Until the early 19th century there was no technology for disseminating news to large numbers of people in a short space of time. It travelled as people chatted in marketplaces and taverns or exchanged letters with their friends. This phenomenon can be traced back to Roman times, when members of the elite kept each other informed with a torrent of letters, transcriptions of speeches and copies of the acta diurna, the official gazette that was posted in the forum each day. News travelled along social networks because there was no other conduit.
In early 1518 Martin Luther’s writings spread around Germany in two weeks as they were carried from one town to the next. As Luther and his supporters argued with his opponents over the following decade, more than 6m religious pamphlets were sold in Germany.

Uh, ok, a timeline from the Romans to the Germans?

That does not sound like a proper student of British education. Perhaps it is an American writer, unfamiliar with the Schoyen collection in London. I mean how ironic and strange for a British publication to glorify the technology of the Romans and the Germans!

Moreover, they completely miss the obvious fact that the Song (960-1279) dynasty China was widely distributing inexpensive printed books made with movable type. This, of course, was possible due to block printing used previously during the Tang (618-906) dynasty when printing cloth shifted to making Buddhist scrolls.

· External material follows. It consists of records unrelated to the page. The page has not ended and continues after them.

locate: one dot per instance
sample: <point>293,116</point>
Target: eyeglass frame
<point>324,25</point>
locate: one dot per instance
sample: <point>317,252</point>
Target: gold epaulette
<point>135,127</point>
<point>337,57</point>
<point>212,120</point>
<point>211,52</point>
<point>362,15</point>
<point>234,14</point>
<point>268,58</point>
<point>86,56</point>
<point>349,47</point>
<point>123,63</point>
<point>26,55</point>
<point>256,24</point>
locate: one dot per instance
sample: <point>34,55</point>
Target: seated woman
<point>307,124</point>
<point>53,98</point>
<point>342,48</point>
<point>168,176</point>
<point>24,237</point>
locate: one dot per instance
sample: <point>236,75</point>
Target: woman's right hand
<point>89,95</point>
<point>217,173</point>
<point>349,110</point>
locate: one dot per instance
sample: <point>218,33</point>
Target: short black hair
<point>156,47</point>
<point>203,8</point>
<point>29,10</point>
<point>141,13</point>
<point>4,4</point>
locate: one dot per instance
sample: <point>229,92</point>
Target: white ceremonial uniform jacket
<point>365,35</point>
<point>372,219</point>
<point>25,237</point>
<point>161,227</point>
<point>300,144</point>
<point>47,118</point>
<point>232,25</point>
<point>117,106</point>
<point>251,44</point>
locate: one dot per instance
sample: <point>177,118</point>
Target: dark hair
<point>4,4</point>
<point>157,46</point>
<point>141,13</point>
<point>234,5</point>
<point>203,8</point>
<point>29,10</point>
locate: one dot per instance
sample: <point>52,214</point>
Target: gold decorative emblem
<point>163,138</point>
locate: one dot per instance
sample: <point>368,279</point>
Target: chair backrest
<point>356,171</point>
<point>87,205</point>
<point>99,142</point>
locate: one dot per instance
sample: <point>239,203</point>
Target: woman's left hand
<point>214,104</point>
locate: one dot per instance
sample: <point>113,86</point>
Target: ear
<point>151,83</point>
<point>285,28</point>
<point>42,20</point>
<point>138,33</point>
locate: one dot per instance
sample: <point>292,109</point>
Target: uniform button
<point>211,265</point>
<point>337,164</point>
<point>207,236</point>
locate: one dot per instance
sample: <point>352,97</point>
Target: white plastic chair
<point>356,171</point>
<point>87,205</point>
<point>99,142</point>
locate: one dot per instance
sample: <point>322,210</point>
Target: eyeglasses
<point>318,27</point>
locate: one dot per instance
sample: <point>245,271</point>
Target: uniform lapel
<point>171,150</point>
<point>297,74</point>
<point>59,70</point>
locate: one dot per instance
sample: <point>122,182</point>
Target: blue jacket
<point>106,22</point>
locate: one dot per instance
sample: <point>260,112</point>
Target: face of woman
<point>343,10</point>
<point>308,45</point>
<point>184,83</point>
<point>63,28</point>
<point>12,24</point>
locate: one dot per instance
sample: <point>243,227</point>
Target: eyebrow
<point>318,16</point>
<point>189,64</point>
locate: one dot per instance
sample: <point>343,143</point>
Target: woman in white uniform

How do these fit the Economist’s “there was no technology” claim for information dissemination until the 19th century? Perhaps they are using a very specific and narrow definition of “dissemination” and a very specific and narrow definition of “short space of time”? Yes, Twitter did not exist until Twitter existed. Great analysis of “little distinction between producers and consumers of information” — social media.

The Economist missed a great opportunity to reference the “Diamond Sutra” (“stolen” by the British), which was printed on the 11th May 868 AD according to the British Library and starts with the words

“Reverently made for universal free distribution…”

They also missed the opportunity to explain the rapid transition in technology from elite use to common, such as the period soon after Empress Shotuku of Japan in 764 AD printed a million scrolls of the Hyakumanto Darani and distributed them to celebrate the suppression of Rebellion led by Emi no Oshikatsu.

I guess I also could go on and bring up pre-historic fire/smoke non-elite communication systems (that influenced Bronze Age relics still evident in Ireland and England), or birds like the Pigeon Post, or the hydraulic semaphore system used in Britain by Francis Whishaw in the 1800s, not to mention the talking drum…but I guess for the time being I’ll just have to seek other sources of news to find an informed and introspective analysis.